No matter how much you prepare for a customer meeting, there are some things you can’t account for – such as the mood of the customer. You may know a lot about their personal history, professional interests, and even seen them winning an ugly sweater contest on Facebook. But when people meet people there are a lot of other things going on. Such as moods.
I spent a lot of years helping engineers with sales. They tended to discount my insistence that they needed to consider customer moods until I explained it in their terms. In this model, there are two variables: active-passive and positive-negative, resulting in four moods: sad, angry, calm, and happy. (We sidestep other moods like surprised, confused, and scared, which should never be in a sales scenario.)
1. Sad (negative and passive)
I’m starting with sad, because that’s the customer mood that positive-thinking, hard-charging salespeople tend to overlook in their zeal to get their pitch started.
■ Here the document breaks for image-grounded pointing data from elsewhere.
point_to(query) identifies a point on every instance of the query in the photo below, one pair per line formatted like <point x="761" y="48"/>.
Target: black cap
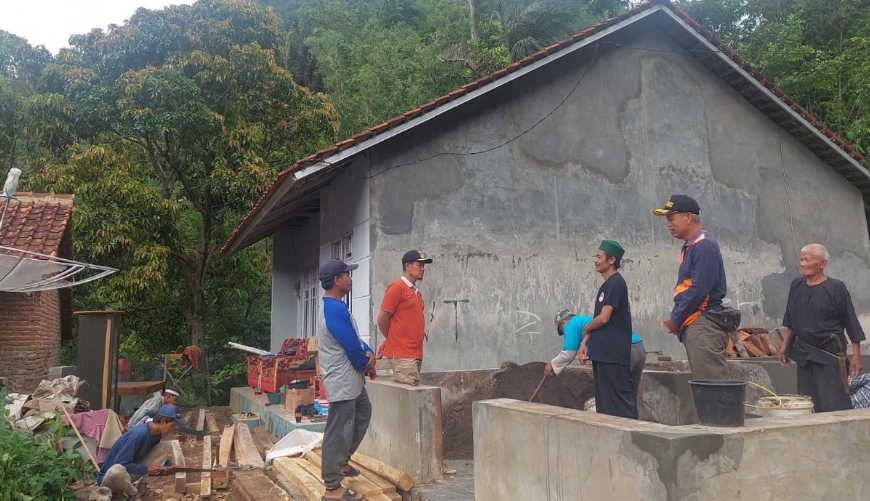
<point x="678" y="203"/>
<point x="417" y="256"/>
<point x="334" y="268"/>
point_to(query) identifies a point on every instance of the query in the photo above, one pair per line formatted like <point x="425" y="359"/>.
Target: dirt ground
<point x="570" y="389"/>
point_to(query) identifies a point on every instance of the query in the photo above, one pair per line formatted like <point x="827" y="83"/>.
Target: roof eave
<point x="768" y="92"/>
<point x="237" y="241"/>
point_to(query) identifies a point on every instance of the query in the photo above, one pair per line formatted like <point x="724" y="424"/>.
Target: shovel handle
<point x="535" y="394"/>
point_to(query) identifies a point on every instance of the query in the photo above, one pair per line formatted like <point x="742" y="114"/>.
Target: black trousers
<point x="613" y="394"/>
<point x="824" y="385"/>
<point x="346" y="426"/>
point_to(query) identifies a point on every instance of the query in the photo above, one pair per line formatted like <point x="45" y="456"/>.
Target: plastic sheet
<point x="297" y="442"/>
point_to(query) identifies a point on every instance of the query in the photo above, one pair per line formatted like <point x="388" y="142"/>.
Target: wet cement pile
<point x="569" y="389"/>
If your customer is looking and sounding blue, pull back and think about what you want to do that day. The important thing is to get your message across and you can’t do that if they’re not … in the mood. You might ask, “Is this a good time to talk about all this?” and offer to come back later. They may take you up on that offer; at the very least your courtesy will be welcome. If you’ve already had some good, previous interaction with them you might ask, “Is everything okay?” and pause. If they start talking, don’t interrupt and don’t try to fix them. Let the conversation play out. You’re now more than a salesperson. You have the makings of becoming a friend.
2. Angry (negative and active)
Nobody wants to have an encounter with an angry customer. But if it happens you might be able to reframe the situation and lower the temperature. Who/what are they angry at? If it’s directed at your company, find out what the problem is, own it, and get a plan to fix it. If it’s somebody or something else, let them talk it out and be sympathetic (hopefully it’s about your contemptible competition). After they settle down, offer them the options to continue or reschedule. If they want to proceed, lighten things up and give them something positive to focus on. Let the positivity transfer to you and depart with a promise to help.
3. Calm (positive and passive)
Okay, considering sad and angry, calm isn’t so bad, is it? The customer’s calm, you’re calm, everything’s calm. Good, right? Not necessarily. A calm customer could mean a lot of things. Maybe it was the first night of good sleep for a new parent. Or maybe the customer just that morning found the TPS Report they’d been searching for. But calm can be the enemy of progress. Great salespeople and great customers are always looking for how to move things forward. If the situation is too calm, maybe it’s best to insert some urgency. Not the creepy-car-sales-guy type of urgency, but the type that centers on both you and the customer recognizing that actions need to be taken for everyone’s best interest.
4. Happy (positive and active)
A happy customer is every salesperson’s dream. Not suspicious. Not indecisive. Very much in the moment and giving off positive energy. But there could be a trap here. Say it’s Friday afternoon. In the spirit of the moment you might make an offer that either can’t be done or will destroy profit margin. And the customer might agree to things that won’t live past the fog of Monday morning. In happy meetings, great salespeople keep a wary detachment to make sure the happiness continues in the future. Build on the positivity. Don’t undermine it with spontaneous offers you can’t or shouldn’t deliver.
That’s not so difficult, is it? Four moods from two variables for one great way to reduce potential hazards for first meeting panic.